For now, her grandfather had just offered her an extravagant gift—this house, free of any ties to her past. A safe space in which Claudia could build her future—except her future was forever tied to Gaspard Toussaint, and this lovely structure would house them both, together.
So how safe was it, really?
“Claudia.” Amaury tapped her upper arm to regain her attention.
Shaking off her moroseness, she forced a smile. “Yes,
Grandpére
?”
“How much of your dowry will be left after your husband is done with it?”
Even as surprise held her immobile, she heard the echoing click of low-heeled shoes wandering through the foyer.
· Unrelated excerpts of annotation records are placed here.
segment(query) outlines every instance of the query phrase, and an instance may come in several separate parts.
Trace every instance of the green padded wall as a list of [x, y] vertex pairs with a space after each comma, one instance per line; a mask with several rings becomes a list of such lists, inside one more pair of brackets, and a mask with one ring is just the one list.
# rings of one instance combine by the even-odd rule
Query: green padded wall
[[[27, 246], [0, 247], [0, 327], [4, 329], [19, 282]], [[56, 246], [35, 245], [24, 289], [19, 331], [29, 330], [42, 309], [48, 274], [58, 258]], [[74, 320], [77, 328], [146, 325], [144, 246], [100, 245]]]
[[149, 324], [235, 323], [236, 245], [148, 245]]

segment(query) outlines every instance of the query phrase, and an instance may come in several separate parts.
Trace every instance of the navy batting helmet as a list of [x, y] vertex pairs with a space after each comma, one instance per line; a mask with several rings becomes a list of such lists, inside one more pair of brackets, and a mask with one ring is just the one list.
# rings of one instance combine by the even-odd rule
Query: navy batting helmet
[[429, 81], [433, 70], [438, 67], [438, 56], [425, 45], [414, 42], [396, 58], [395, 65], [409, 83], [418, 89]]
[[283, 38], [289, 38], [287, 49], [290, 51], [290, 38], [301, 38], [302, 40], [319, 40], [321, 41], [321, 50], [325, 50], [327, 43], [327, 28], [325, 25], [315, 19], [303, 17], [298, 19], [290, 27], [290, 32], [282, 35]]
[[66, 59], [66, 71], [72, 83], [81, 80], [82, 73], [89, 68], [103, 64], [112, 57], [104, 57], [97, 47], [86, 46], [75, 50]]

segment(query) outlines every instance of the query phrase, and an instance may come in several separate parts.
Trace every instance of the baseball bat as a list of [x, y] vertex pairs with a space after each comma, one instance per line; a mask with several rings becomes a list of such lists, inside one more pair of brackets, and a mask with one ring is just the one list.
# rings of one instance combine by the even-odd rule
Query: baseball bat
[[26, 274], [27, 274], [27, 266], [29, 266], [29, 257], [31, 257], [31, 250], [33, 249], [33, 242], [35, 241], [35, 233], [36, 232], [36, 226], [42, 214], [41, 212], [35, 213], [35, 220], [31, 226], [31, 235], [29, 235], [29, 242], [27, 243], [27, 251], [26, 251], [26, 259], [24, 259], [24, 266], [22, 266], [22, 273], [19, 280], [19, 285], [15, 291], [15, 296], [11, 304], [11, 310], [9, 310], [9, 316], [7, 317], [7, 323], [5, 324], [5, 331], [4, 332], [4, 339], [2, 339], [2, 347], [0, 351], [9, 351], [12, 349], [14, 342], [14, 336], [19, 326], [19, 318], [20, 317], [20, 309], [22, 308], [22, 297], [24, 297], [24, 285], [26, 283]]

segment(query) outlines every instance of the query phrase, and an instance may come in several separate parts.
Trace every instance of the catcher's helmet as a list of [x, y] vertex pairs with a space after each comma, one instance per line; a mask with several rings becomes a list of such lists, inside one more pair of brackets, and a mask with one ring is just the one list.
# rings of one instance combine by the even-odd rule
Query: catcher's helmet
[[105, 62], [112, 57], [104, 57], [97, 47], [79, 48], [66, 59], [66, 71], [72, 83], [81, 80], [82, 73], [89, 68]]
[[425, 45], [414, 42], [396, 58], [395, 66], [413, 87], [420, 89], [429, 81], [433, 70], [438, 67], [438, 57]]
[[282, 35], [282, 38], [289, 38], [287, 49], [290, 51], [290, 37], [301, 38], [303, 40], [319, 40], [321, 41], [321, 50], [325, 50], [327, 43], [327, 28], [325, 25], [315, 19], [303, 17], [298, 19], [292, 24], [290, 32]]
Those shoes paused—to study the intricately constructed balustrade bracketing the front stair, she was certain—and then continued to the open double doors of the parlor in which she and Amaury stood. “Three thousand, six hundred and thirty-nine pounds.”
Amaury whirled with a scowl. “
Pardon?
”
Gaspard’s stern features were a mask of indifference. “That is how much will be left of Claudia’s dowry after I repay the debts owed against my title. Three thousand, six hundred and thirty-nine pounds.”
A quick mental calculation told her six thousand, three hundred and sixty-one pounds. That is how much she was worth to her fiancé. Not even the full ten thousand. The remainder was simply a bonus, she supposed. It could keep him in peacock-blue frock coats for the rest of his lying life, identical to the one he wore at the moment.
Framed in the creamy paneling that trimmed the doorway, he was…pristine. Cold and distant and really quite handsome, the more she studied him. His attractiveness still managed to catch her off-guard. Gaspard had been lacking when she’d first compared him to Sabien Purvis, whose male beauty was unparalleled, in her opinion. Not unhandsome, per se, but not Sabien. Looking at him now, the man was a splash of vibrant color bleeding into his staid surroundings, living artwork on a canvas of swarthy-skinned ice. His sleeves were tailored, his cuffs stark, his shoes envy inducing, and it wasn’t a costume to her anymore. It was him, just like the peasant’s attire from the night of the Red-and-White Ball, and just like any other garments he might choose to clothe that fine, strong body of his with.